V1TFJob

polyaxon._flow.run.kubeflow.tf_job.V1TFJob()

Kubeflow TF-Job provides an interface to train distributed experiments with TensorFlow.

YAML usage

run:
  kind: tfjob
  cleanPodPolicy:
  schedulingPolicy:
  enableDynamicWorker:
  chief:
  ps:
  worker:
  evaluator:

Python usage

from polyaxon.schemas import V1KFReplica, V1TFJob
tf_job = V1TFJob(
    clean_pod_policy='All',
    chief=V1KFReplica(...),
    ps=V1KFReplica(...),
    worker=V1KFReplica(...),
    evaluator=V1KFReplica(...),
)

Fields

kind

The kind signals to the CLI, client, and other tools that this component’s runtime is a tfjob.

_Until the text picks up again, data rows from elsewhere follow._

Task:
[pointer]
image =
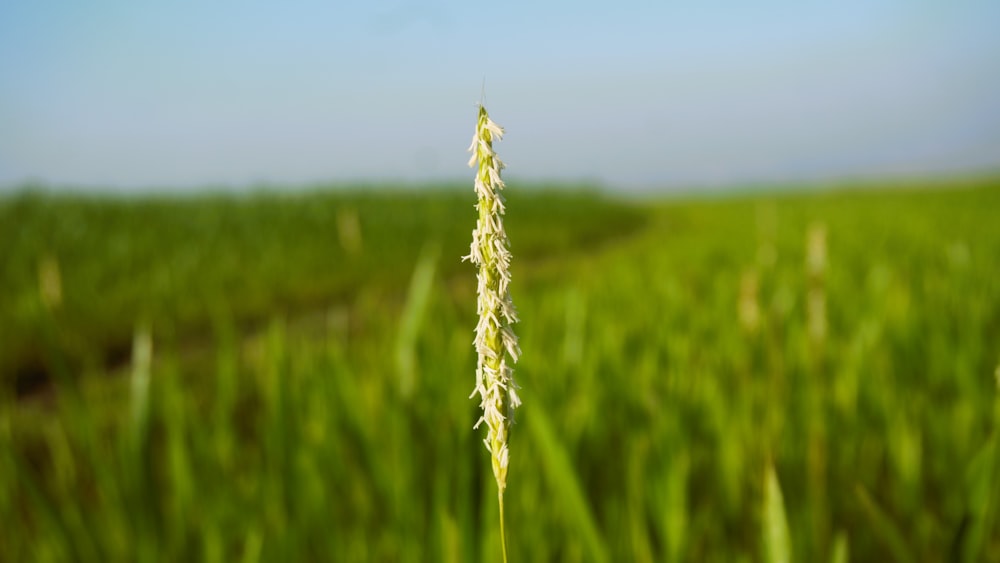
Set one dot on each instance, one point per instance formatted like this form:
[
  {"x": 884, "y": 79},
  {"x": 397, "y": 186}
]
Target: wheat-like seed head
[{"x": 496, "y": 344}]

If you are using the python client to create the runtime, this field is not required and is set by default.

run:
  kind: tfjob

cleanPodPolicy

Controls the deletion of pods when a job terminates. The policy can be one of the following values: [All, Running, None]

run:
  kind: tfjob
  cleanPodPolicy: 'All'
 ...

schedulingPolicy

SchedulingPolicy encapsulates various scheduling policies of the distributed training job, for example minAvailable for gang-scheduling.

run:
  kind: tfjob
  schedulingPolicy:
    ...
 ...

enableDynamicWorker

Flag to enable dynamic worker.

run:
  kind: tfjob
  enableDynamicWorker: true
    ...
 ...

chief

The chief is responsible for orchestrating training and performing tasks like checkpointing the model.

run:
  kind: tfjob
  chief:
    replicas: 1
    container:
      ...
 ...

ps

The ps are parameter servers; these servers provide a distributed data store for the model parameters.

run:
  kind: tfjob
  ps:
    replicas: 2
    container:
      ...
 ...

worker

The workers do the actual work of training the model. In some cases, worker 0 might also act as the chief.

run:
  kind: tfjob
  worker:
    replicas: 2
    container:
      ...
 ...

evaluator

The evaluators can be used to compute evaluation metrics as the model is trained.

run:
  kind: tfjob
  evaluator:
    replicas: 1
    container:
      ...
 ...